Rethinking Investments and Growth in Life Science Services

For years, investors in Life Science support services had a clear formula for success: buy, integrate, scale, exit. And there were some very notable successes — at first. But today, that strategy is no longer delivering the same outcomes.

The market was fragmented from both a services and geographic perspective, the targets were plentiful, and synergies were able to be realised, delivering handsome multiples. From regulatory and compliance to clinical development and market access, the “buy-and-build” strategy seemed unstoppable.

The End of an Era

Today, most of the exciting acquisition targets are gone, with the remaining targets coming with eye-watering valuations based on yesterday’s promise. Integrations have become complex, slow, and culture-draining. Instead of agility and innovation, larger groups are now wrestling with inefficiency and inertia.

Scale has stopped being a shortcut to value. Instead, investors are increasingly recognising that being bigger isn’t the same as being better.

Data, Technology, and Insight are the new Growth Currencies

Meanwhile, Life Science Services are being transformed by AI, automation, and digital platforms. The real value now lies in data and how it is used to accelerate development, improve compliance, and create smarter insights for clients.

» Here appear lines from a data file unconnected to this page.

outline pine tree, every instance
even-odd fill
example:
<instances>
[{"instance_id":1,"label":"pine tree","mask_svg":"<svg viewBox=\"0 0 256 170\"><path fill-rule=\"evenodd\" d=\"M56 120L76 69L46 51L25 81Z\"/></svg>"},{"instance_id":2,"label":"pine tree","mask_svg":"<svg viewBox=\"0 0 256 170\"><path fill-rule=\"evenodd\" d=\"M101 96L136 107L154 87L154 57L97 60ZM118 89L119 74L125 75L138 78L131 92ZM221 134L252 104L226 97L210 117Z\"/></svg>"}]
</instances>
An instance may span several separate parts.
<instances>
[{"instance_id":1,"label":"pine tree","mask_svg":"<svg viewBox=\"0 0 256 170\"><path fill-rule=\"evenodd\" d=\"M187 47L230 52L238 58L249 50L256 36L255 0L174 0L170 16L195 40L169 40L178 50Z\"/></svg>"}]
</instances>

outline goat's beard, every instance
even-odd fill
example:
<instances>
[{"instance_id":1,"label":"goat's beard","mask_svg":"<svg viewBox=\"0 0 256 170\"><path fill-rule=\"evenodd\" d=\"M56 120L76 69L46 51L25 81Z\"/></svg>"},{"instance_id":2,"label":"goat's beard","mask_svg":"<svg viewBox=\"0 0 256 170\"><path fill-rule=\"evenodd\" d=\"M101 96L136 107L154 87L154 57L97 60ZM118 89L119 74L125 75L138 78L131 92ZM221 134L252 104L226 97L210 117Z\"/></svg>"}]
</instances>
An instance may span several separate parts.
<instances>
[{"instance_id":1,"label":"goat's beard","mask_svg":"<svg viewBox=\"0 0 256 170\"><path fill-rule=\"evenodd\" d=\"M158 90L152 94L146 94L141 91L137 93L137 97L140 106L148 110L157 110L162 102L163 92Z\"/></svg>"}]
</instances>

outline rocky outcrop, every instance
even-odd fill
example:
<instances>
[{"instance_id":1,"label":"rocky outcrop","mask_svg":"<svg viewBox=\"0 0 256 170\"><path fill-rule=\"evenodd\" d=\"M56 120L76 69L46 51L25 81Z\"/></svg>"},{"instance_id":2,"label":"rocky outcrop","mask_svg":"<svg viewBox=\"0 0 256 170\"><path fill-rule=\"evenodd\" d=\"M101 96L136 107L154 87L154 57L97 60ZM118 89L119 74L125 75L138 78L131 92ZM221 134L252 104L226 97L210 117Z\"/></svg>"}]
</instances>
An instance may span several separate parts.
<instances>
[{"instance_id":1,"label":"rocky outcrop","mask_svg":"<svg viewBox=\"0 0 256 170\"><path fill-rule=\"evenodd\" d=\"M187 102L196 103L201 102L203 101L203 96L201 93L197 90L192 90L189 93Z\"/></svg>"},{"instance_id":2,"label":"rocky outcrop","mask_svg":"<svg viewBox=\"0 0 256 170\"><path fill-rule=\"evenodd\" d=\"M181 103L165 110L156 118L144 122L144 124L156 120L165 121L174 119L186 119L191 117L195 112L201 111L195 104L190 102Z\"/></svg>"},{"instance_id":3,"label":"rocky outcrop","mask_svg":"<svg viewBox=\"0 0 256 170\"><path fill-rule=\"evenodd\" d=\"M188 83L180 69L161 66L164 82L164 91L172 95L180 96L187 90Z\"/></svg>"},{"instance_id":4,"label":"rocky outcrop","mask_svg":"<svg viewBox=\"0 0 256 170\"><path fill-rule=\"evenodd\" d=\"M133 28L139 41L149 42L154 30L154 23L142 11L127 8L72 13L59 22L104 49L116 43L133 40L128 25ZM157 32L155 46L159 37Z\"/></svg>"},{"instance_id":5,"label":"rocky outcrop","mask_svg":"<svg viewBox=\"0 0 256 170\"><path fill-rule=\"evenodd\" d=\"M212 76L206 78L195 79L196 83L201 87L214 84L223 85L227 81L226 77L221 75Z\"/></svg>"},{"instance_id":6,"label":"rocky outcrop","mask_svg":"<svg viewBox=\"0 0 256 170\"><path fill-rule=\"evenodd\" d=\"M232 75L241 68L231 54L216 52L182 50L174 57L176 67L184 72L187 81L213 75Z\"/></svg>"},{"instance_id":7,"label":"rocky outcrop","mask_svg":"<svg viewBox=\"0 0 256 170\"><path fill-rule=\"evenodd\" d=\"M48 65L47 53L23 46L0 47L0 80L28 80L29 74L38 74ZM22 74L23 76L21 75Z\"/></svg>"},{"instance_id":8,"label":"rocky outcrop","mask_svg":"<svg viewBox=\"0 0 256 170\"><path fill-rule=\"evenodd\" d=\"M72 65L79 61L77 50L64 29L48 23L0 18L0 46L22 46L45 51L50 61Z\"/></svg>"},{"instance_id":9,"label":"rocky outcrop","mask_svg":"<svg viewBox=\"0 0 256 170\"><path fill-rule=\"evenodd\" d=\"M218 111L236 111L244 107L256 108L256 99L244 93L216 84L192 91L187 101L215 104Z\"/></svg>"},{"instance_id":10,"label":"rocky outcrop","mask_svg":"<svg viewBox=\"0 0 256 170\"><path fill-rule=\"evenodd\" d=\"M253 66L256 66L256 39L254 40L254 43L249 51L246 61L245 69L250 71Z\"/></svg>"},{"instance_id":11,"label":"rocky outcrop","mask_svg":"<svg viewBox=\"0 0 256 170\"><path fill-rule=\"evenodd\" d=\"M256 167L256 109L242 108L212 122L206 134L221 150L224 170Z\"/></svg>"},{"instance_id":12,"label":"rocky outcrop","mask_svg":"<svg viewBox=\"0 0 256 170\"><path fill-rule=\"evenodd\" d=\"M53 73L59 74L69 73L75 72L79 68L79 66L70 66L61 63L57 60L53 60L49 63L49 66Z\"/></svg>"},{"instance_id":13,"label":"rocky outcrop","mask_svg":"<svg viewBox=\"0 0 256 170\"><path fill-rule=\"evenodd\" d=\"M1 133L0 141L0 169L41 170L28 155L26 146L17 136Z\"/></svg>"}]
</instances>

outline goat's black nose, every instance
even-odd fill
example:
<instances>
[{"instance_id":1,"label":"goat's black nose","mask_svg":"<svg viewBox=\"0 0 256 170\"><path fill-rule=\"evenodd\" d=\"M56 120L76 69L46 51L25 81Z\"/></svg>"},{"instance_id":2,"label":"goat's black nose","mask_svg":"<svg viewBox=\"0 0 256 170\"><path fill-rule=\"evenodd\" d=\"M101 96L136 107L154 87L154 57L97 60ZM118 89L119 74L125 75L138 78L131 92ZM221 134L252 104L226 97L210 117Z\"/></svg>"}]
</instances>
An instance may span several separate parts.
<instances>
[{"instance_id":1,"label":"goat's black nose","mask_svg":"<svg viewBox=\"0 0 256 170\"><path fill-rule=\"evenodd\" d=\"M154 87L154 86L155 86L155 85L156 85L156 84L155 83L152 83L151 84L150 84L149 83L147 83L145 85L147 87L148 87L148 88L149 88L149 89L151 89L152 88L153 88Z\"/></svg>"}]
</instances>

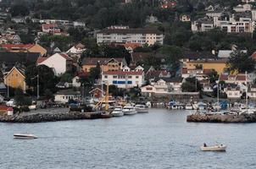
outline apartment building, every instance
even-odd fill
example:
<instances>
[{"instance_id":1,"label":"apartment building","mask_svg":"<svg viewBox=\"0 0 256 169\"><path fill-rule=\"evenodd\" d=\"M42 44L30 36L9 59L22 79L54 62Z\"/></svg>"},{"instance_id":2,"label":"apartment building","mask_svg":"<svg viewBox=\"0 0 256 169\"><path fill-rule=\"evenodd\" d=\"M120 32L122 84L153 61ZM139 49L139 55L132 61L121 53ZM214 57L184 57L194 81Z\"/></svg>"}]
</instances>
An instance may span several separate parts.
<instances>
[{"instance_id":1,"label":"apartment building","mask_svg":"<svg viewBox=\"0 0 256 169\"><path fill-rule=\"evenodd\" d=\"M156 29L105 29L97 34L97 43L164 43L164 35Z\"/></svg>"}]
</instances>

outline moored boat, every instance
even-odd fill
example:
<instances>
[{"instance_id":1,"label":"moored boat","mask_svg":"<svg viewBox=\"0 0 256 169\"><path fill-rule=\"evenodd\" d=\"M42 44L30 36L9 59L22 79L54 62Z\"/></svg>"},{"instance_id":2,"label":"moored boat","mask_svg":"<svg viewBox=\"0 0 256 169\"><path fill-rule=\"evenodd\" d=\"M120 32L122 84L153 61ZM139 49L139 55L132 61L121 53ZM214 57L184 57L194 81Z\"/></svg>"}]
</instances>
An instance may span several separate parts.
<instances>
[{"instance_id":1,"label":"moored boat","mask_svg":"<svg viewBox=\"0 0 256 169\"><path fill-rule=\"evenodd\" d=\"M186 110L193 110L192 104L186 104L185 106Z\"/></svg>"},{"instance_id":2,"label":"moored boat","mask_svg":"<svg viewBox=\"0 0 256 169\"><path fill-rule=\"evenodd\" d=\"M113 117L122 117L124 116L123 108L121 106L115 107L111 114Z\"/></svg>"},{"instance_id":3,"label":"moored boat","mask_svg":"<svg viewBox=\"0 0 256 169\"><path fill-rule=\"evenodd\" d=\"M133 115L136 113L135 107L131 106L124 106L122 112L124 112L125 115Z\"/></svg>"},{"instance_id":4,"label":"moored boat","mask_svg":"<svg viewBox=\"0 0 256 169\"><path fill-rule=\"evenodd\" d=\"M14 134L14 139L37 139L37 137L31 134Z\"/></svg>"},{"instance_id":5,"label":"moored boat","mask_svg":"<svg viewBox=\"0 0 256 169\"><path fill-rule=\"evenodd\" d=\"M203 151L225 151L226 146L223 144L216 144L214 146L206 146L206 144L200 147Z\"/></svg>"},{"instance_id":6,"label":"moored boat","mask_svg":"<svg viewBox=\"0 0 256 169\"><path fill-rule=\"evenodd\" d=\"M148 112L148 108L146 105L136 105L135 109L138 113Z\"/></svg>"}]
</instances>

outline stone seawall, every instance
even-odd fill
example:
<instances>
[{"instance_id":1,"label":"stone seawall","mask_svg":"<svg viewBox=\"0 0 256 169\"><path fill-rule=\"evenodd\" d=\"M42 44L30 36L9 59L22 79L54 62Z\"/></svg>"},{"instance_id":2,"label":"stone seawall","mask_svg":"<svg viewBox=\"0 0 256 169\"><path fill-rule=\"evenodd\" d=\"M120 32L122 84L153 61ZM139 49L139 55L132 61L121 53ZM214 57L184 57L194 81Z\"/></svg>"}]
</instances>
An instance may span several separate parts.
<instances>
[{"instance_id":1,"label":"stone seawall","mask_svg":"<svg viewBox=\"0 0 256 169\"><path fill-rule=\"evenodd\" d=\"M3 123L41 123L55 122L64 120L81 120L103 118L100 112L58 112L58 113L30 113L24 112L14 116L0 116L0 122Z\"/></svg>"},{"instance_id":2,"label":"stone seawall","mask_svg":"<svg viewBox=\"0 0 256 169\"><path fill-rule=\"evenodd\" d=\"M193 114L186 117L186 122L194 123L256 123L256 113L241 115Z\"/></svg>"}]
</instances>

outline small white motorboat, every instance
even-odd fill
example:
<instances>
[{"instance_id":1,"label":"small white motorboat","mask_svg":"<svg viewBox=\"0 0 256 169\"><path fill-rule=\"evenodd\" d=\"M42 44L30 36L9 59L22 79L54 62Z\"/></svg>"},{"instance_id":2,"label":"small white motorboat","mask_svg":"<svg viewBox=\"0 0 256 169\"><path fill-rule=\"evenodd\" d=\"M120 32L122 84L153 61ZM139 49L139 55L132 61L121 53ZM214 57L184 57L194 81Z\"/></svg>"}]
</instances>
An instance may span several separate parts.
<instances>
[{"instance_id":1,"label":"small white motorboat","mask_svg":"<svg viewBox=\"0 0 256 169\"><path fill-rule=\"evenodd\" d=\"M135 109L138 113L148 112L148 108L146 105L136 105Z\"/></svg>"},{"instance_id":2,"label":"small white motorboat","mask_svg":"<svg viewBox=\"0 0 256 169\"><path fill-rule=\"evenodd\" d=\"M114 117L122 117L124 116L123 108L121 106L115 107L111 114Z\"/></svg>"},{"instance_id":3,"label":"small white motorboat","mask_svg":"<svg viewBox=\"0 0 256 169\"><path fill-rule=\"evenodd\" d=\"M203 151L225 151L226 146L223 144L216 144L214 146L206 146L206 144L200 147Z\"/></svg>"},{"instance_id":4,"label":"small white motorboat","mask_svg":"<svg viewBox=\"0 0 256 169\"><path fill-rule=\"evenodd\" d=\"M14 134L14 139L37 139L37 137L31 134Z\"/></svg>"},{"instance_id":5,"label":"small white motorboat","mask_svg":"<svg viewBox=\"0 0 256 169\"><path fill-rule=\"evenodd\" d=\"M192 104L186 104L185 106L186 110L193 110Z\"/></svg>"},{"instance_id":6,"label":"small white motorboat","mask_svg":"<svg viewBox=\"0 0 256 169\"><path fill-rule=\"evenodd\" d=\"M136 113L136 111L134 106L125 106L123 108L123 112L125 115L133 115Z\"/></svg>"}]
</instances>

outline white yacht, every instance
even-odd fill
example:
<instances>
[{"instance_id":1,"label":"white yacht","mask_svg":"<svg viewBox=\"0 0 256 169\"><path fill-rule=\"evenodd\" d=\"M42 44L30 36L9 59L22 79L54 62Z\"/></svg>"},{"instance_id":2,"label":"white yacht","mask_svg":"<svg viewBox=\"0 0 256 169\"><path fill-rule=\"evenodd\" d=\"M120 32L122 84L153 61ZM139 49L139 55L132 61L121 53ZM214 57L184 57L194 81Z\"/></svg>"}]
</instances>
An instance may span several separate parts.
<instances>
[{"instance_id":1,"label":"white yacht","mask_svg":"<svg viewBox=\"0 0 256 169\"><path fill-rule=\"evenodd\" d=\"M185 106L186 110L193 110L192 104L186 104Z\"/></svg>"},{"instance_id":2,"label":"white yacht","mask_svg":"<svg viewBox=\"0 0 256 169\"><path fill-rule=\"evenodd\" d=\"M200 147L200 150L203 151L225 151L226 146L223 144L216 144L214 146L207 146L204 144Z\"/></svg>"},{"instance_id":3,"label":"white yacht","mask_svg":"<svg viewBox=\"0 0 256 169\"><path fill-rule=\"evenodd\" d=\"M140 113L140 112L148 112L148 108L147 107L146 105L136 105L135 109L138 113Z\"/></svg>"},{"instance_id":4,"label":"white yacht","mask_svg":"<svg viewBox=\"0 0 256 169\"><path fill-rule=\"evenodd\" d=\"M132 114L136 114L136 111L135 107L132 106L125 106L123 108L123 112L125 115L132 115Z\"/></svg>"},{"instance_id":5,"label":"white yacht","mask_svg":"<svg viewBox=\"0 0 256 169\"><path fill-rule=\"evenodd\" d=\"M115 107L111 114L114 117L122 117L124 116L123 108L121 106Z\"/></svg>"},{"instance_id":6,"label":"white yacht","mask_svg":"<svg viewBox=\"0 0 256 169\"><path fill-rule=\"evenodd\" d=\"M37 139L37 137L31 134L14 134L14 139Z\"/></svg>"}]
</instances>

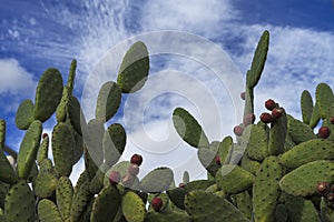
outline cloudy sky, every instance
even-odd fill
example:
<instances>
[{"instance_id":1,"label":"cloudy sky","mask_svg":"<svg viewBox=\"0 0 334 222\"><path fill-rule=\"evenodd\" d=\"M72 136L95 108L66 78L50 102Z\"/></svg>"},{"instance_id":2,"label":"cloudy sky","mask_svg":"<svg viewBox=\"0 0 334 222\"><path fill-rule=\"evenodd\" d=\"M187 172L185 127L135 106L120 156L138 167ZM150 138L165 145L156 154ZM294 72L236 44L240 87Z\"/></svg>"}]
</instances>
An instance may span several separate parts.
<instances>
[{"instance_id":1,"label":"cloudy sky","mask_svg":"<svg viewBox=\"0 0 334 222\"><path fill-rule=\"evenodd\" d=\"M301 119L304 89L314 94L320 82L334 87L330 0L0 1L0 118L8 122L7 143L14 150L23 135L14 112L23 99L33 99L47 68L58 68L66 79L71 59L78 60L75 94L92 118L89 108L99 87L116 80L121 57L136 40L151 53L150 78L143 91L124 97L124 109L111 122L128 132L125 159L144 153L146 170L168 165L179 172L191 168L193 178L200 174L196 153L173 130L173 109L187 108L210 141L232 134L242 110L236 101L240 78L264 30L271 32L271 46L255 91L257 115L272 98ZM45 131L53 123L45 123Z\"/></svg>"}]
</instances>

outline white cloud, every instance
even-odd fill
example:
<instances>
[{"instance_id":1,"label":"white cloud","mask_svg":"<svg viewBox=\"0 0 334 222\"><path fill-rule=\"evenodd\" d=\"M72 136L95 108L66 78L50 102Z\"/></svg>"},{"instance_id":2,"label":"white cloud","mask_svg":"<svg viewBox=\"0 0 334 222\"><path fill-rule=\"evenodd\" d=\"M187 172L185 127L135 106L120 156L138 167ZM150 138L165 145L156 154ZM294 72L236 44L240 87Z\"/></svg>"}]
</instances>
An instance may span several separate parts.
<instances>
[{"instance_id":1,"label":"white cloud","mask_svg":"<svg viewBox=\"0 0 334 222\"><path fill-rule=\"evenodd\" d=\"M0 104L2 112L16 111L19 102L31 98L36 82L33 74L20 65L16 59L0 59L0 97L10 99L10 103Z\"/></svg>"}]
</instances>

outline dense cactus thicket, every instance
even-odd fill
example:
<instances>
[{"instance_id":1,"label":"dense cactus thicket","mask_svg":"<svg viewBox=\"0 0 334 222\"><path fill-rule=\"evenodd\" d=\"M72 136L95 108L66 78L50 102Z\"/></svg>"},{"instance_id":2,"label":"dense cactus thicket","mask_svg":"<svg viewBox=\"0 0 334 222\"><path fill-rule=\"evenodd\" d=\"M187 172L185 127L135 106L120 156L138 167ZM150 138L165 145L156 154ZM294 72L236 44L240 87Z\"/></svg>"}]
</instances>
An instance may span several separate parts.
<instances>
[{"instance_id":1,"label":"dense cactus thicket","mask_svg":"<svg viewBox=\"0 0 334 222\"><path fill-rule=\"evenodd\" d=\"M14 164L6 157L6 122L0 121L0 222L334 222L333 91L318 84L315 102L308 91L302 92L303 121L268 99L268 111L255 122L254 88L268 44L265 31L247 71L244 120L234 128L235 140L209 141L187 110L171 111L177 133L197 149L208 174L207 180L189 181L185 172L179 185L173 170L163 165L139 180L140 154L119 161L127 137L112 117L122 94L140 90L148 78L143 42L125 54L117 80L101 85L96 117L89 121L72 93L76 61L66 84L57 69L48 69L35 102L24 100L17 111L16 124L26 134ZM48 135L43 122L52 115L57 124ZM86 168L73 186L69 175L82 157Z\"/></svg>"}]
</instances>

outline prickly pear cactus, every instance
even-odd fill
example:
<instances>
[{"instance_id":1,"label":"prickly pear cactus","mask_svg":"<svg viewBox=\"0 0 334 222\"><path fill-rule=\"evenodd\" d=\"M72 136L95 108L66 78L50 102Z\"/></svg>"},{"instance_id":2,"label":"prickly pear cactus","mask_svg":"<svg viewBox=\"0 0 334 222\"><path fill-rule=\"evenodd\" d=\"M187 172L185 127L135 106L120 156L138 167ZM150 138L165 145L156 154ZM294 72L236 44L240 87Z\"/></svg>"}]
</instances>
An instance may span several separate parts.
<instances>
[{"instance_id":1,"label":"prickly pear cactus","mask_svg":"<svg viewBox=\"0 0 334 222\"><path fill-rule=\"evenodd\" d=\"M185 171L179 185L164 165L140 175L145 157L138 153L122 160L127 133L114 117L124 93L140 90L148 78L144 42L125 53L117 80L98 85L92 120L86 120L73 95L77 61L66 85L57 69L48 69L35 103L23 100L18 108L16 125L24 137L17 160L7 157L6 122L0 120L0 222L334 222L333 91L326 83L320 83L314 95L303 91L301 120L284 104L267 100L271 113L255 122L254 89L268 44L265 31L246 74L244 118L234 129L236 137L209 141L187 110L170 111L176 132L196 149L208 175L190 181ZM52 115L57 123L49 138L42 123ZM85 171L72 184L69 176L80 159Z\"/></svg>"}]
</instances>

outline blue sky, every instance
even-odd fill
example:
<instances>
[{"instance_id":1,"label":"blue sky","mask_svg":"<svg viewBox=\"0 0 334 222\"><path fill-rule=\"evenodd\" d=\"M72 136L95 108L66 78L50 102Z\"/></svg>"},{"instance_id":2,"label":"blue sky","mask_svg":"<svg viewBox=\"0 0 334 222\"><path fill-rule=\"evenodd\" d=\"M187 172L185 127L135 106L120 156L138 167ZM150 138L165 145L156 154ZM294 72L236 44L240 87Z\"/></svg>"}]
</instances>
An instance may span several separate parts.
<instances>
[{"instance_id":1,"label":"blue sky","mask_svg":"<svg viewBox=\"0 0 334 222\"><path fill-rule=\"evenodd\" d=\"M263 102L273 98L299 118L299 94L304 89L314 94L320 82L334 87L334 9L330 0L0 2L0 118L8 121L7 143L16 150L22 132L14 127L14 112L23 99L33 98L37 81L47 68L58 68L66 79L70 61L76 58L78 80L75 93L81 98L89 73L108 50L127 38L150 31L177 30L206 38L222 48L239 72L245 73L261 33L269 30L267 64L256 89L258 115L264 111ZM223 99L222 99L223 114L233 112L232 103L224 100L228 97L227 90L200 75L199 72L209 70L198 69L198 63L161 54L151 58L151 67L154 71L173 69L194 73L216 93L214 97L222 92ZM173 108L187 107L184 99L168 93L165 97L168 99L163 98L164 94L153 100L144 114L144 128L158 141L164 140L171 128L166 120ZM205 105L205 102L197 105ZM191 110L191 105L188 107ZM199 118L196 109L191 111ZM121 114L115 121L122 122ZM215 121L214 117L204 128L212 140L232 134L237 122L235 118L226 118L222 121L224 130L215 134L210 121ZM52 123L45 124L46 131L51 130ZM127 128L134 138L143 137L130 124Z\"/></svg>"}]
</instances>

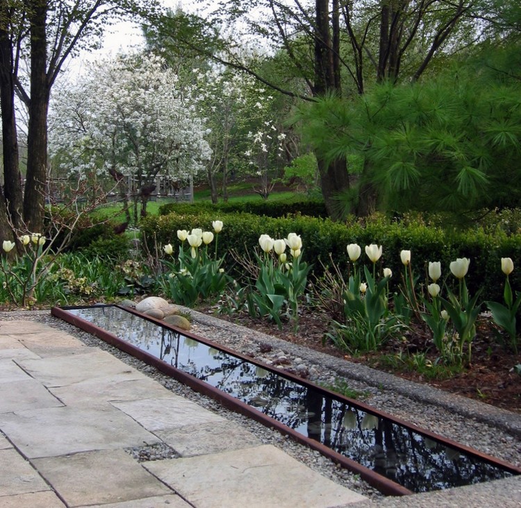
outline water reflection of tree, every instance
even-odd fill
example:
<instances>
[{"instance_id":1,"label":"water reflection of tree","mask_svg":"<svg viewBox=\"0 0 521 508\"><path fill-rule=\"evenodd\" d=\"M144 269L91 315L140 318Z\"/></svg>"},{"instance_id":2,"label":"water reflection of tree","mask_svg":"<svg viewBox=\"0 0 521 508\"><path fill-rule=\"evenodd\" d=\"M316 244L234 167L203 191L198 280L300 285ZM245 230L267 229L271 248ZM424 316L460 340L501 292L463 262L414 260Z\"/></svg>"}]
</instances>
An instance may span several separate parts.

Companies that can turn technology into tangible outcomes are becoming the new high-value assets.

Meanwhile, clients — especially big pharma and biotech — are no longer impressed by headcount. They want partners who bring digital tools, automation, and intelligence to the table.

Unlocking Innovation will be Key

Investors should be asking: how can we use capital to unlock innovation?

That may mean supporting a regulatory services firm to build an AI-enabled submissions platform, instead of buying and integrating five competitors. Or supporting a clinical services provider to invest in predictive analytics that open new revenue streams.

These are the kinds of moves that create real differentiation — without the drag of endless integration and diminishing returns.

 

The New Value Equation

Tomorrow’s investors will judge success differently. They’ll look for:

  • Technology enablement and IP — proprietary platforms and data assets

  • Innovation — evidence of faster, smarter, more compliant delivery

  • Client integration — embedded, data-driven partnerships

  • Scalable digital infrastructure — systems that sustain growth, not strain it

It is no longer a matter of size and scale. It is no longer about owning more companies. Instead, the future winners will be the ones who create value through being smarter and faster, powered by innovation.